Goth Synesthesia: Dancing Among the Tombstones

Because it's October and I'm a sucker for long-term challenges, I've set myself the task of learning about gothic rock this month. I've been listening to a different band's back catalogue each day, guided in part by this Wikipedia article and by Pitchfork's list from last year of 33 notable goth songs. Some of it's been stuff that I knew a bit, like the Cure's gothic trilogy of Seventeen Seconds, Faith and Pornography. Other things were new to me, like the Birthday Party, Nick Cave's band before he started the Bad Seeds.

It's stretched my understanding of "goth" in new directions, which is a nice way of saying that I thought there'd be more talk of vampires and gravestones. Of course, it's still early in the month, and I've mostly been hearing bands from the early part of the movement.

But it's also true that the most satisfying listen so far has been Bauhaus's back catalogue. For one thing, nothing expresses the idea better than their epic song, "Bela Lugosi's Dead", the bassline of which has quietly been twanging at the back of my mind more or less continuously for the last 20-odd years. And while the rest of their work doesn't necessarily hold up to that moment (for me), it does fit in with the imagery that "Bela Lugosi's Dead" brings into my head.



It may sound weird, but I respond to music that creates certain associations and images in my mind. That can be reminders of times or places or movies, or it can be imagery, almost a physical environment that I think about when I hear the music.

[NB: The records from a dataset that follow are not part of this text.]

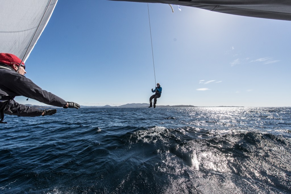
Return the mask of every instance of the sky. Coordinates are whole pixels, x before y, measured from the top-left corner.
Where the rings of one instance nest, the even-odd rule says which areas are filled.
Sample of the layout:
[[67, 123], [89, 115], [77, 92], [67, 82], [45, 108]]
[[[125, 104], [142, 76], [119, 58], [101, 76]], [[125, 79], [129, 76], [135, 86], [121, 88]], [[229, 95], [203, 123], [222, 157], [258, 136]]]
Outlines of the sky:
[[149, 103], [159, 83], [157, 105], [291, 106], [291, 21], [148, 5], [154, 72], [147, 3], [62, 0], [26, 76], [84, 106]]

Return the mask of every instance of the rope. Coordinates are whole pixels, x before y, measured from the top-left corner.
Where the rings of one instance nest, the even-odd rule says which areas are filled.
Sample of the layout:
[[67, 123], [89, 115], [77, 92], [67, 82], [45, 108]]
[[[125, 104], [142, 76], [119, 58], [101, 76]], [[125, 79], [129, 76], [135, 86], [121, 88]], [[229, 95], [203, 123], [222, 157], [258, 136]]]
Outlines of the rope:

When I think about some of my favorite bands, I imagine a landscape. It can be an urban landscape, like when I listen to the Smiths or Joy Division, or it can be related images, like when I hear the Magnetic Fields (particularly 69 Love Songs). When I hear Bauhaus, I'm imagining graveyards at night. Not all the bands I like have this effect, and seeing it written out like that feels a little reductive, but it's probably close enough to how I respond to most music I like.

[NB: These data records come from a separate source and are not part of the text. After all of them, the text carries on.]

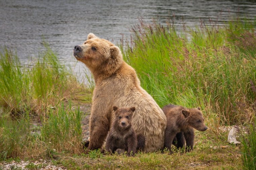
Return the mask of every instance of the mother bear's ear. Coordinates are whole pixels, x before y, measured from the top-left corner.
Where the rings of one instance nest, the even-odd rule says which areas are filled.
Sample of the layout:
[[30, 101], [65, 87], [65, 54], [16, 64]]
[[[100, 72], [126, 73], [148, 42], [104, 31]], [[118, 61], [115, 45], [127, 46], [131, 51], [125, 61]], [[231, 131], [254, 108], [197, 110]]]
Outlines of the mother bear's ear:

Sometimes, a band's music reminds me of other art that I like. Simon and Garfunkel, for instance, are associated indelibly in my mind with 1960s New York City, which carries with it associations of Spider-Man (who, like them, is also from Queens). Listening to Bauhaus this month has reminded me of Neil Gaiman's Sandman.

The look of Morpheus is apparently based on Bauhaus's Peter Murphy, so the connection's not as random as it seems at first. And so much of that comic drew on goth imagery, while also in its turn influencing the goths I knew in high school.

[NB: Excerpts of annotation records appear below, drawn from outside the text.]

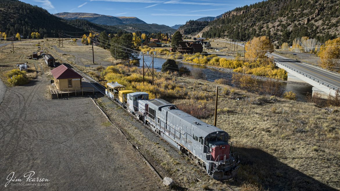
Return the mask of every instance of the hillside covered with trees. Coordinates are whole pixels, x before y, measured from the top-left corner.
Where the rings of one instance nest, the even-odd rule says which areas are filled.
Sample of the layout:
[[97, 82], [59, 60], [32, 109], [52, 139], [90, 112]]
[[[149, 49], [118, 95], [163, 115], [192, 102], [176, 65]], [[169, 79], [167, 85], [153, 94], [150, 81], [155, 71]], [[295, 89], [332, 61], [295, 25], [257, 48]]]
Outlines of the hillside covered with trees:
[[268, 0], [226, 12], [209, 24], [203, 37], [245, 41], [266, 35], [281, 44], [307, 36], [324, 42], [340, 35], [340, 1]]
[[209, 24], [209, 21], [198, 21], [190, 20], [185, 23], [185, 24], [180, 27], [178, 30], [181, 33], [187, 35], [198, 33]]
[[0, 2], [0, 31], [5, 33], [7, 37], [19, 33], [26, 38], [32, 32], [37, 32], [41, 37], [54, 37], [54, 35], [57, 37], [58, 30], [71, 32], [121, 30], [85, 20], [63, 19], [42, 8], [17, 0]]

This connection to the Sandman brings this discussion around to my other big preoccupation of the last couple of years, namely re-examining all the things I liked back in high school and college. I've mentioned already how I'm rereading my old comics - well, checking out old music I liked back then, and supplementing that by exploring similar acts I didn't know about, falls squarely into that trend.

I'm not really sure why I'm dredging all that stuff up, other than the fact that I'm getting older and yet I still feel (or would like to feel) a connection to who I was back then. At the same time I'm re-evaluating music, movies, comics, books, whatever through the lens of the experiences I've had since high school.

Looking back has always been a key component of goth culture, and while it is, charitably, a stretch to call myself a "goth", I can see the appeal, especially these days. And more than that, it's exciting to be delving into a new sub-genre, which has always escaped me but has been just around the corner from what I usually listen to.